July 2nd, 2007 Fred McVittie
There is an exercise taught in Philippe Gaulier’s mime school in Paris in which the participants line up against a wall and the workshop leader throws tennis balls at them. Inevitably those assailed by the balls attempt to protect themselves, throwing up their arms, cowering, covering their faces etc. At a certain point an instruction is given to ‘freeze’ and the participants must remain in whatever posture they have adopted during the onslaught. The instruction is then given to ‘feel’ the position that has been taken up: to note the position of arms, hands, fingers, and torso: to monitor the expression the face has taken up: to experience the tensions that have accumulated in muscles across the body. Once this internal observation has been carried out the instruction is to maintain this overall composition of the body but to begin to move it about: to walk around and try making gestures: possibly even to speak whilst maintaining this overall body gestalt.

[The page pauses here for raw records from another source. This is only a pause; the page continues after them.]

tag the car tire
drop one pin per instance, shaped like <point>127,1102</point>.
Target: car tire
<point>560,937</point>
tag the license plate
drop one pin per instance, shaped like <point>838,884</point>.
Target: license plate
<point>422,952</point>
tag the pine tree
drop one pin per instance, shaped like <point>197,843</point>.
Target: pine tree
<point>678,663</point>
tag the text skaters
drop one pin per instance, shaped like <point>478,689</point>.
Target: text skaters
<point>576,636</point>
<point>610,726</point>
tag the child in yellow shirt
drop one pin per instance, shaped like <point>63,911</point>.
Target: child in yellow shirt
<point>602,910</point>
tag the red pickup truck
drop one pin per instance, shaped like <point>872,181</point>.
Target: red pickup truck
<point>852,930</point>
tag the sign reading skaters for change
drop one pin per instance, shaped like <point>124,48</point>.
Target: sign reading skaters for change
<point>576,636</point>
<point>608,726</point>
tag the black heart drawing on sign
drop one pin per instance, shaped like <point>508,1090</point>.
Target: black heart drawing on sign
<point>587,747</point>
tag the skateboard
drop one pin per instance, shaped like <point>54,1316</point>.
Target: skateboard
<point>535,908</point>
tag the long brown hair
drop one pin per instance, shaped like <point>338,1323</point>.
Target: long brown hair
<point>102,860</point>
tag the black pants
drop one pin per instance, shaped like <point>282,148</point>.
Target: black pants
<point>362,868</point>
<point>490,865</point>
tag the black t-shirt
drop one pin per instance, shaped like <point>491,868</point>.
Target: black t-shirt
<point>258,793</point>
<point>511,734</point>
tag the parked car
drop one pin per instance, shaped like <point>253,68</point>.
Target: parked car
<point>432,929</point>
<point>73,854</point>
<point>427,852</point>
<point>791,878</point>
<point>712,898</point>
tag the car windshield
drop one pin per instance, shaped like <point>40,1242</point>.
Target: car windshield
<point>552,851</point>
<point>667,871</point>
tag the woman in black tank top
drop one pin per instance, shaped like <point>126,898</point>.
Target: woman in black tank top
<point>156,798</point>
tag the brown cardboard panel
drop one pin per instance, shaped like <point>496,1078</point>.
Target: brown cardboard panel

From this beginning exercise, (usually comedy) characters are then developed.
What is interesting about this exercise is that is uses a simple physical action, the defending of oneself against a projectile, to ultimately construct a complex character, including the movement style and voice of that character, and it is worth considering how this process is functioning.
The construction of a dramatic character, even the most simple stereotype, is a multivalent activity, with many variables that must be considered and mastered for an effective result to be maintained. These variables include such telling details as eye-gaze direction, length of pauses in speech, movement of the chest during breathing, angle of the head, etc etc. and although these actions seem small and possibly insignificant, it is the overall effect of such actions which makes the difference between an excellent (or ‘convincing’) performance and one which is merely competent or worse. Obviously, the acquisition of conscious control over all of these minute details is beyond most of us, and such a ‘bottom-up’ approach would be a highly inefficient way of gaining mastery. Most acting techniques, and techniques for improving performances of all kinds, not only within acting, involve other approaches which might be called ‘top-down’.
The exercise noted above, in which the avoiding of tennis balls leads to the creation of character, is an example of a top-down technique. This exercise uses the body’s natural defensive instincts to simultaneously organise a vast collection of psychophysical behaviour. In addition to the movements of hands and arms to protect the face, when such a physical attack takes place there is also an integrated choreography of somatic responses taking in all levels of bodily action from jaw clenching to contraction of the anal sphincter, and utilising most of the affordances of the body. This degree of coordinated response could never be achieved using the bottom-up approach, the shear number of variables, and the relationship between these variables is too vast. Also, the coordination of all these tiny actions is dynamic, shifting moment by moment as the assault continues, but even in this shifting an overall coordination is maintained, the defensive posture is never dropped even while the person moves around. It is this finely tuned, intuitive coordination which is captured in the command to ‘freeze’. At that moment, and during the few seconds following when the participant checks over the position and attitude of their body, they are given access to the gestalt and to the organisation that their bodies have constructed naturally. They are then, hopefully, able to mobilise this gestalt in the conscious playing out of a character and the carrying out of intentional behaviour away from the wall and out of the firing line.